In his book, The Loss of Sadness, Allan Horwitz pointed out that the Diagnostic and Statistical Manuals have taken more and more symptoms and classified them under the umbrella term of depression. Of course, given the name of the book, Horwitz’s main concern was the topic of sadness. His thesis, or observation, is that people are not allowed to be sad anymore. Instead, they are depressed. As I read I noticed that this is true not only for sadness, but for virtually all of the “symptoms” listed for making the diagnosis, depression. Here is a list I came across at the web site for the National Institute of Health (NIH):
Persistent sad, anxious, or “empty” feelings
Feelings of hopelessness or pessimism
Feelings of guilt, worthlessness, or helplessness
Loss of interest in activities or hobbies once pleasurable, including sex
Fatigue and decreased energy
Difficulty concentrating, remembering details, and making decisions
Insomnia, early-morning wakefulness, or excessive sleeping
Overeating, or appetite loss
Thoughts of suicide, suicide attempts
Aches or pains, headaches, cramps, or digestive problems that do not ease even with treatment.
These are the symptoms they list as those that indicate that a person has the illness of depression. As you read through the list, notice that none of these things are out of the ordinary for the way life comes at us. In other words, we all experience these effects in various degrees throughout the course of our lives. Our dog dies, we feel sad. Our college finals are coming up and we can’t sleep. We are lack sleep and we feel irritable. So, my question, and Dr. Horwitz’s question is why can’t we just say we are sad? Or feeling hopeless? Or am really tired all the time? Or my life sucks and I think about suicide all the time?
To say that I am sad, or angry, or bitter, or sick, is to take the responsible route. We have to admit that we have played a part in why I feel the way I feel. As long as I can call the reason for my situation depression (which is a very in style word, like nervous breakdown in the 1960’s), I can say I am sick and need to take medication. Which is exactly what the NIH prescribes.

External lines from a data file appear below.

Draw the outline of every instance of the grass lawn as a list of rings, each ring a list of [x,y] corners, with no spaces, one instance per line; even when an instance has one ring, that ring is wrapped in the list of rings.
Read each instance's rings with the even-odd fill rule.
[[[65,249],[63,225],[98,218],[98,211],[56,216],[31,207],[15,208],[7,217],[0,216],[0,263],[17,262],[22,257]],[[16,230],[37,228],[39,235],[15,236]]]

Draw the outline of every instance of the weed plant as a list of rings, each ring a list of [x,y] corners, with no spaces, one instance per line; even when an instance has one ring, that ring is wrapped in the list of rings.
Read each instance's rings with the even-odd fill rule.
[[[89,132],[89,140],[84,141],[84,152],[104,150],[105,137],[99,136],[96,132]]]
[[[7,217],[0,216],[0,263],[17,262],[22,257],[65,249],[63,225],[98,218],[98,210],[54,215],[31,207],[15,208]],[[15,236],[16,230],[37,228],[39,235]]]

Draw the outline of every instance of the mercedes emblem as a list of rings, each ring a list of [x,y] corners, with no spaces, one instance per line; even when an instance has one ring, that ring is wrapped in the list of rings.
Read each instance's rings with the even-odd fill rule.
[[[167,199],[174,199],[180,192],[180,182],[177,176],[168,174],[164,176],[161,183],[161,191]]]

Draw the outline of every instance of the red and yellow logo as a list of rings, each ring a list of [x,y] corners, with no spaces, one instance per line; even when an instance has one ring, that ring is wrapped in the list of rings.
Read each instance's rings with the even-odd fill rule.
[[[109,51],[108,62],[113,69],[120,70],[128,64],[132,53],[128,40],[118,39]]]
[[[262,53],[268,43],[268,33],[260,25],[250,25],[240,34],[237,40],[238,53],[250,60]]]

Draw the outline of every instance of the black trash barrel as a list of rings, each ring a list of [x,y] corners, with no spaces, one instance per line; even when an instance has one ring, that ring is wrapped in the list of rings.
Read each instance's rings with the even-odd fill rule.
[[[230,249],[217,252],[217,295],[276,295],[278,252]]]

One problem with the label, Depression, is that we are lead to believe that we can’t do anything about the symptoms other than what those who give us the label tell us needs to be done. In this case, medication or electric shock treatment. Psychotherapy is recommended to help us live with the various symptoms. But notice that overcoming the symptoms is never discussed. I guess this is because if you have an illness, you’ll always have the illness. Also, notice that the medication apparently doesn’t do anything with the symptoms, it simply masks the effects of the symptoms so you can get on with your life.
How horrible is that? The Bible tells us that there are remedies for each of these symptoms. Taken one at a time, any one or all of these symptoms can be remedied, dealt with, and removed from our lives. Or if in the case of a real pathological malady, lived with in a gracious and sweet way (none of which are mentioned on the NIH list).
Another problem with the label, Depression, is that we feel justified in doing what the symptom has chased us into doing. I might have said, forced us into doing because by the time these symptoms are so strong that they interfere with the way we are living, they have taken over and are ruling us. When life gets to this point, we have already handled these events badly and have turned inward—making things even more difficult than they already were. When life gets hard and we don’t handle it the way the creator of life prescribes, we become ever more self-absorbed and feel more and more (okay I’ll say it) depressed. But when we call it depression instead of what it actually is, not only do we feel like we must have a disease, we are also justified in not responding properly. Having a diagnosis that justifies, or describes (it certainly doesn’t explain) what is going on, allows us to feel justified to be “ill.”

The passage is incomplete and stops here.